But when the women came near the tomb, they saw that the stone had been rolled back. The significance of this stone rolled away is not immediately apparent to the women. They enter the tomb. Luke tells us they looked for the body of Jesus, but couldn’t find it. They started to panic. That’s when the young man dressed in a white robe, an angel, announced to the women, “Do not be alarmed. You seek Jesus of Nazareth, who was crucified. He has risen; he is not here. See the place where they laid him.” The significance of the open tomb is now made quite clear: Jesus Christ has been raised from the dead!

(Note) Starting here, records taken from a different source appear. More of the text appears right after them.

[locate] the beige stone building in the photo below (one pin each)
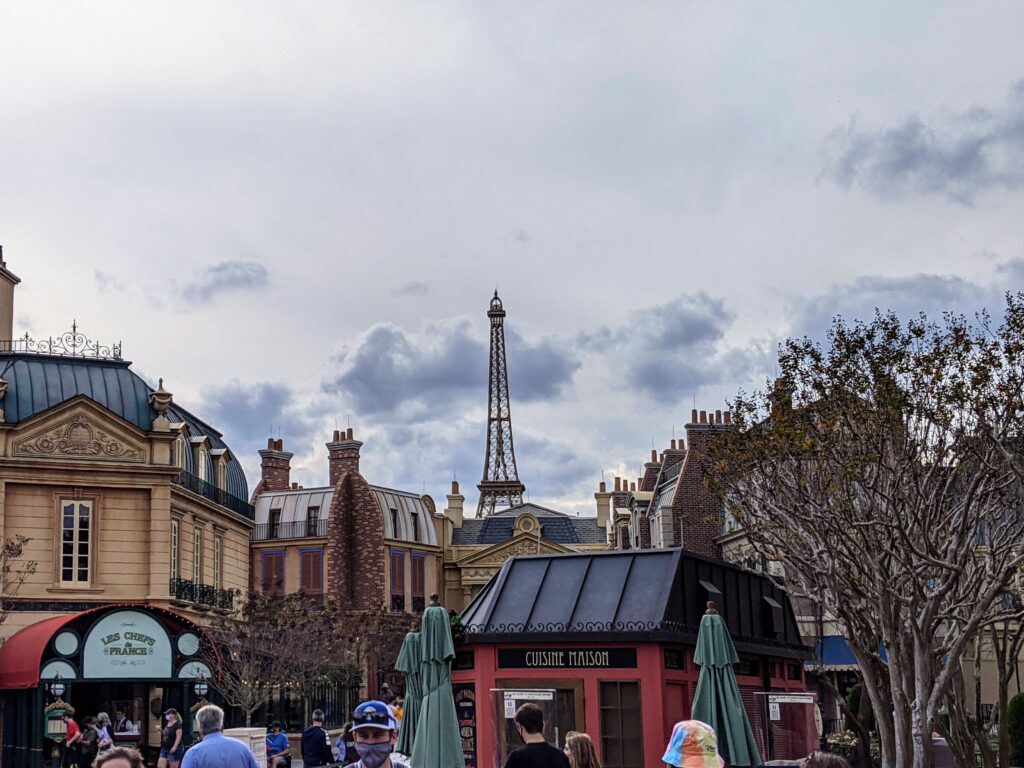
(475, 548)
(134, 513)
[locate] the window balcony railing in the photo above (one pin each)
(218, 496)
(294, 529)
(202, 594)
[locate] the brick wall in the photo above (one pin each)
(696, 512)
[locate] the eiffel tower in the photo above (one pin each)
(500, 486)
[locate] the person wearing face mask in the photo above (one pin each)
(375, 732)
(536, 753)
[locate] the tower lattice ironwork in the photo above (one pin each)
(500, 486)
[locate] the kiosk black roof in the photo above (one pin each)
(633, 595)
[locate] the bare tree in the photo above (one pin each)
(884, 469)
(13, 571)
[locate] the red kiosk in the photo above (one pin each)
(604, 642)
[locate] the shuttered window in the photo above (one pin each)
(311, 571)
(273, 572)
(419, 583)
(397, 580)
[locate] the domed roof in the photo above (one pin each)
(38, 382)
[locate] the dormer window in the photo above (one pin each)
(203, 460)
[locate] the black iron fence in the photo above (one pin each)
(293, 529)
(202, 594)
(208, 491)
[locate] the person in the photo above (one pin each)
(346, 744)
(120, 757)
(171, 749)
(121, 722)
(73, 738)
(580, 751)
(819, 759)
(215, 750)
(276, 747)
(315, 745)
(536, 753)
(103, 727)
(692, 744)
(375, 731)
(88, 743)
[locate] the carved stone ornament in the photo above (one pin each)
(160, 398)
(79, 437)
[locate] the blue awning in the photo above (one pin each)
(834, 653)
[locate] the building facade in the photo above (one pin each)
(135, 525)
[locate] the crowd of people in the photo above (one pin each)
(367, 741)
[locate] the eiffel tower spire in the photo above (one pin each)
(500, 486)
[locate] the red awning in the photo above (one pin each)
(22, 654)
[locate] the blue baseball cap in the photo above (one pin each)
(374, 715)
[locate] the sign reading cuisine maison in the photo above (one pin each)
(567, 658)
(127, 643)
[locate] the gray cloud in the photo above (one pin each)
(973, 153)
(108, 283)
(670, 350)
(441, 369)
(414, 288)
(225, 276)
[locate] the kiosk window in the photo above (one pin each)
(622, 739)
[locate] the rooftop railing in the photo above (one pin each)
(218, 496)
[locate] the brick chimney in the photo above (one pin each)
(7, 282)
(343, 455)
(275, 465)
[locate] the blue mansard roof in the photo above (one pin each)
(39, 382)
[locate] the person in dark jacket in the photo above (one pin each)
(315, 744)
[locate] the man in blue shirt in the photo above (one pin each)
(276, 747)
(216, 750)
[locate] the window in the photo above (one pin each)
(273, 572)
(218, 548)
(622, 740)
(312, 518)
(397, 580)
(311, 571)
(76, 525)
(419, 582)
(175, 547)
(203, 459)
(198, 556)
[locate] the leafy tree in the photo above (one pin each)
(882, 470)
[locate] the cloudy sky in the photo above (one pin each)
(295, 213)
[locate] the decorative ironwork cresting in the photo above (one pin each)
(71, 343)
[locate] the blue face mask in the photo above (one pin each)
(373, 756)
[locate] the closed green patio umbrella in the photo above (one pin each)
(409, 663)
(717, 699)
(436, 743)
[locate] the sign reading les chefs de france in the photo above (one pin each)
(127, 643)
(567, 657)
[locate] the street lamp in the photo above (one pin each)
(56, 687)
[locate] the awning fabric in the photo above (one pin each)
(835, 655)
(22, 654)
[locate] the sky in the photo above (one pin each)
(296, 213)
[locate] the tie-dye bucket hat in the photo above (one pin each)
(693, 744)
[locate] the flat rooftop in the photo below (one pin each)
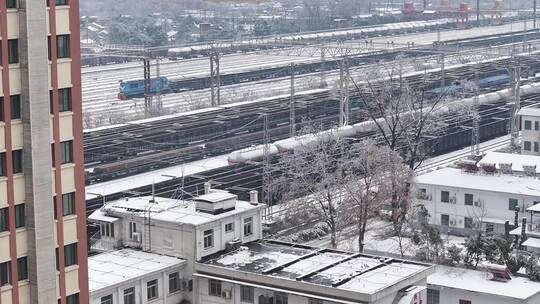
(478, 281)
(168, 210)
(517, 160)
(503, 183)
(112, 268)
(359, 273)
(532, 110)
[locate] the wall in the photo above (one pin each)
(529, 135)
(494, 205)
(452, 296)
(117, 291)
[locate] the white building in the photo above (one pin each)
(459, 199)
(530, 129)
(450, 285)
(283, 273)
(134, 276)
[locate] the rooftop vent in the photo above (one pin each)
(215, 202)
(529, 170)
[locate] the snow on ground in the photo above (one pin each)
(377, 240)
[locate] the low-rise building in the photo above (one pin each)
(283, 273)
(460, 199)
(134, 276)
(450, 285)
(530, 129)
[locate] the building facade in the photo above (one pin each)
(530, 129)
(42, 208)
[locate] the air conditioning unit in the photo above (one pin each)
(184, 285)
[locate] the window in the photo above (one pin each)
(490, 227)
(66, 152)
(468, 223)
(132, 229)
(70, 254)
(445, 196)
(15, 102)
(281, 298)
(5, 269)
(22, 268)
(129, 296)
(4, 219)
(468, 199)
(20, 216)
(248, 226)
(13, 51)
(107, 229)
(229, 227)
(64, 100)
(433, 296)
(151, 290)
(11, 4)
(62, 46)
(174, 282)
(208, 238)
(445, 220)
(106, 299)
(247, 294)
(17, 161)
(68, 203)
(512, 204)
(214, 288)
(72, 299)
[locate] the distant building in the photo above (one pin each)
(450, 285)
(530, 129)
(486, 194)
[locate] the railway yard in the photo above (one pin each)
(174, 155)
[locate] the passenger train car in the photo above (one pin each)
(135, 88)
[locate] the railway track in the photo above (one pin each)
(241, 178)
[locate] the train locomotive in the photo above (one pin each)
(136, 88)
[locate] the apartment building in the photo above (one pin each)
(42, 209)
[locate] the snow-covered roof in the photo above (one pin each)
(109, 269)
(478, 281)
(532, 110)
(517, 160)
(358, 273)
(503, 183)
(169, 210)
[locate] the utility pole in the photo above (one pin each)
(159, 87)
(344, 92)
(475, 131)
(292, 114)
(267, 198)
(215, 79)
(147, 86)
(514, 119)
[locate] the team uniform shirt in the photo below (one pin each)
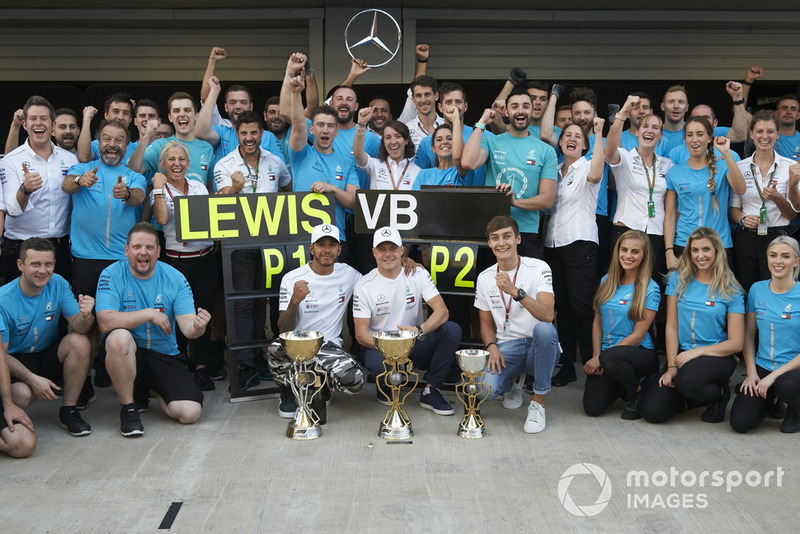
(324, 307)
(343, 143)
(310, 165)
(616, 323)
(30, 324)
(48, 209)
(440, 177)
(426, 159)
(695, 207)
(129, 150)
(777, 177)
(534, 276)
(170, 192)
(778, 322)
(633, 191)
(391, 175)
(572, 217)
(680, 153)
(788, 146)
(521, 162)
(417, 131)
(167, 291)
(270, 175)
(702, 318)
(229, 141)
(388, 303)
(201, 158)
(100, 222)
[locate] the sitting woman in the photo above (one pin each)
(705, 327)
(773, 371)
(625, 305)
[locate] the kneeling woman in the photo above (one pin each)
(705, 327)
(773, 371)
(625, 305)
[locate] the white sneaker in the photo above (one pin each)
(512, 399)
(535, 422)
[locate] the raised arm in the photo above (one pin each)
(85, 137)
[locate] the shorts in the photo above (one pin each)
(166, 375)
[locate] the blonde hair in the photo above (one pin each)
(723, 283)
(612, 282)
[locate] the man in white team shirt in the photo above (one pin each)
(388, 298)
(516, 306)
(315, 297)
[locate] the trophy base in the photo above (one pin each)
(303, 433)
(391, 433)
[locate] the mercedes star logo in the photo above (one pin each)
(382, 23)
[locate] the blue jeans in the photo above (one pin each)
(436, 352)
(535, 356)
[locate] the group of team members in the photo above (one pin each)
(673, 178)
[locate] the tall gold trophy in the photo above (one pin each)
(302, 346)
(471, 393)
(395, 346)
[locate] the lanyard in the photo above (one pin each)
(250, 171)
(396, 186)
(510, 298)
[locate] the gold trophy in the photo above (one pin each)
(395, 346)
(302, 346)
(471, 393)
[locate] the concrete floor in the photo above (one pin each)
(234, 471)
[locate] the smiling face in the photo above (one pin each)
(503, 243)
(703, 254)
(325, 251)
(66, 131)
(764, 135)
(39, 125)
(518, 111)
(182, 115)
(697, 138)
(345, 103)
(631, 254)
(249, 135)
(36, 269)
(781, 261)
(573, 142)
(395, 143)
(649, 132)
(112, 143)
(142, 252)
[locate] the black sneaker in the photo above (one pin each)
(71, 419)
(564, 376)
(791, 422)
(204, 381)
(288, 404)
(715, 413)
(130, 424)
(87, 395)
(248, 377)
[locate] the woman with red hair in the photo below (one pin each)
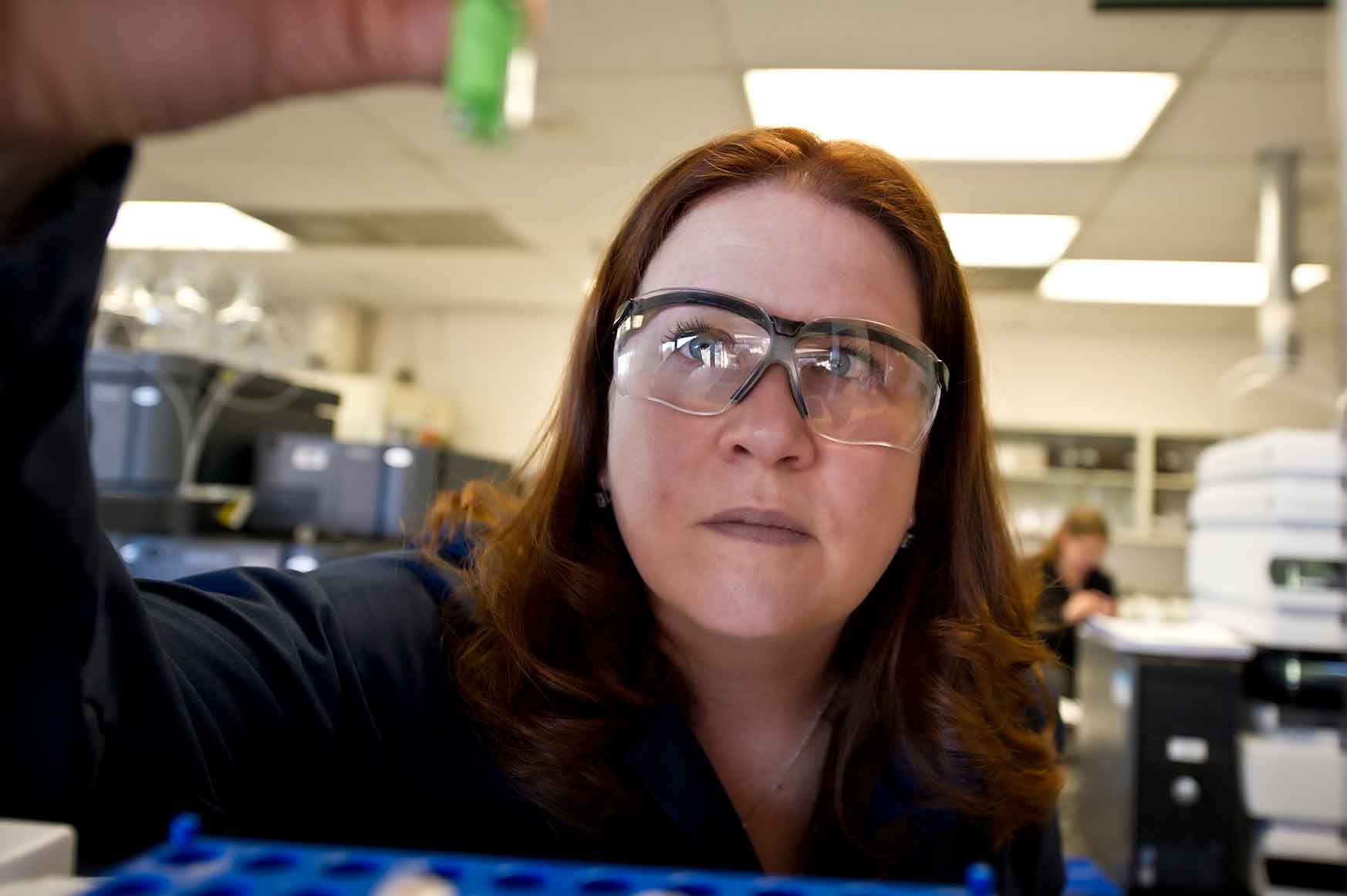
(756, 606)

It was a lot to take in for these amazing women. But their former hope was being rekindled. Our hope is stirred up! The empty tomb and the resurrected body of Jesus Christ demonstrated that he had crushed Sa­tan’s power, paid for our sins, recon­ciled us to God, and gave us the hope of the resurrection from the dead and life everlasting. Jesus had drunk from the cup that his Father gave him, and now he was moving forward, on to­ward Galilee where he would reinstate his disciples and prepare them for the spreading of the gospel to the whole wide world.         

For further study🔗

  1. Why did no one seem to expect Jesus to rise from the dead, as he had predicted?
  2. Why would Mary Magdalene and Joanna’s story seem pointless in light of Jesus dying and not rising from the dead?
  3. How does Jesus Christ’s resurrection give comfort to you?